目次9 / 21
09

松本での戦い

アサ芸編集部は、劇画雑誌以上に奇人変人の集まりだった。

取材先には荒っぽい筋もあったから、背中を切られて血を流しながら編集部へ戻って来た先輩記者がいた。しかし、平然として原稿を書き上げたあと、その先輩は木刀を持って仕返しに向かった。

編集部には徹夜用の仮眠室があって、仕事で遅くなったからというよりも、酒を飲み過ぎて泊まる不心得者が多かった。翌日になってもよいがさめず、皆が原稿を書いているのに、まるで仕事を妨害するように、机の上を意味不明な歌を歌いながら四股を踏んで歩く者がいた。しかし、皆は無視、黙々と原稿を書き続ける。アサ芸は完全に自己責任で、原稿は何があっても担当記者の自分が書き上げるしかない。そうでなければ、ページが白紙になる。人がわめこうが騒ごうが、かまっていられないのだ。

ものすごい読書家のKという先輩がいた。しかし、いでたちは教養人らしからぬ長髪で、袖口にやたらにたくさんのボタンを付けたスペインのフラメンコダンサーみたいなシャツを着ていた。実際に彼は、熱狂的なスペインマニアだった。いつも二日酔いで昼頃の出社。

ベテラン記者だから、後輩の若手の記事に筆を入れるデスクである。

担当する若手が記事を書き上げるのをデスクは待っているのだが、夕方になるとアサ芸のデスクたちは我慢できず会社近くの新橋や銀座界隈の飲み屋に出かける。そして、時々、酔眼朦朧としながら帰ってきて、後輩の原稿執筆の進捗状況を見に来るのだ。

ある時、くだんのKデスクが私の担当だった。完全に酔っぱらっている。私の原稿を読んで、「ああ、面白くないな」とつぶやくや、びりびりと破いて、また飲みに行ってしまった。

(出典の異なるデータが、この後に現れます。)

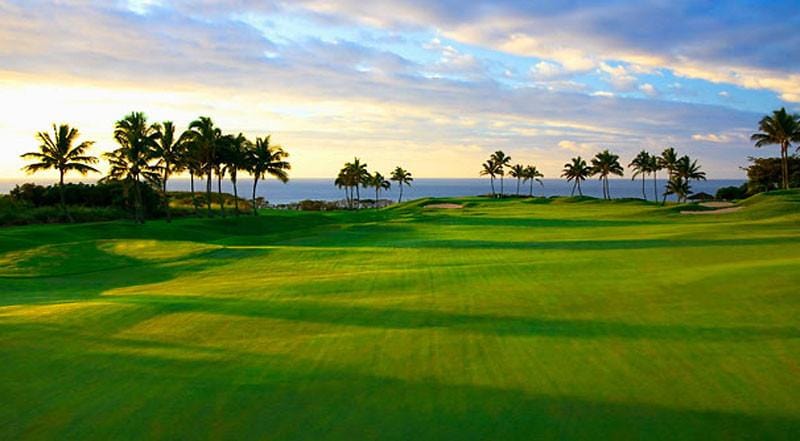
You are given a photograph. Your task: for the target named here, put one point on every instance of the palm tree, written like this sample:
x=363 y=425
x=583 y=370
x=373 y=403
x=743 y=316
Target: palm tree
x=402 y=177
x=378 y=182
x=206 y=138
x=668 y=160
x=169 y=152
x=267 y=160
x=641 y=166
x=532 y=174
x=234 y=159
x=517 y=171
x=57 y=152
x=782 y=129
x=686 y=171
x=577 y=171
x=604 y=164
x=677 y=186
x=653 y=166
x=501 y=160
x=491 y=169
x=131 y=162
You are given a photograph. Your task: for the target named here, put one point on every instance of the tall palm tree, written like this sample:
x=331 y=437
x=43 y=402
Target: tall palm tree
x=234 y=159
x=668 y=161
x=531 y=173
x=402 y=177
x=378 y=182
x=206 y=138
x=641 y=166
x=192 y=161
x=653 y=166
x=687 y=171
x=502 y=161
x=781 y=129
x=132 y=161
x=517 y=171
x=577 y=171
x=59 y=153
x=604 y=164
x=492 y=169
x=169 y=152
x=267 y=160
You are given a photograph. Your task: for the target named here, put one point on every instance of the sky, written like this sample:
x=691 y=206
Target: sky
x=434 y=86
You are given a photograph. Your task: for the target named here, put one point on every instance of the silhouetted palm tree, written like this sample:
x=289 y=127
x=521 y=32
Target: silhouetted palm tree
x=491 y=169
x=59 y=153
x=577 y=171
x=502 y=161
x=781 y=129
x=267 y=160
x=132 y=161
x=641 y=166
x=378 y=182
x=402 y=177
x=604 y=164
x=169 y=152
x=668 y=161
x=532 y=174
x=517 y=171
x=206 y=138
x=234 y=158
x=653 y=167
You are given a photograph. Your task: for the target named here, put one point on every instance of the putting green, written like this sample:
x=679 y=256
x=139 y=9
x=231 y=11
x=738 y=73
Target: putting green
x=503 y=319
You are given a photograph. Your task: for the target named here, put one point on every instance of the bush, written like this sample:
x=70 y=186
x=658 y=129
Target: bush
x=732 y=192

仕方なく、私は原稿の書き直し。しばらくしてデスクが戻ってきて、また原稿を破られる。

また書き直し。そしてデスクが戻って来た。今度破られたら、今日は徹夜で家へ帰れないなと覚悟した。デスクは酔っていたが、なぜか目つきはしっかりしていた。「米田君ね、この書き出しだが、どういう意味なんだ?」と聞く。

待ってました!と私は心の中で叫んだ。この書き出しこそ私がこれまでに培った教養を発揮した、文学的表現があふれている部分なのだ。

私がとくとくと意図を説明し始めると、彼はそれを遮って言った。「うちはね、君のための文学同人誌ではないんだよ。公園のベンチで寝ているようなオジサンがゴミ箱の中から拾って、ページをパラパラとめくり、引き込まれるような記事でないとだめなんだよ。説明を聞かないと理解できないような文章は文章ではない!」

私は、目からウロコが落ちる思いだった。

何人にも理解されやすい、すっと引き込まれる文章。以後、私はそんな文章を書くように心がけた。それは、大学の教授時代も、フリーのライター時代も、そして政治家になってからも役にたった。「米田の文章はわかりやすい」と、だれからも言われるようになった。

K先輩はのちに、スペイン放浪の旅に出るため、会社を辞めた。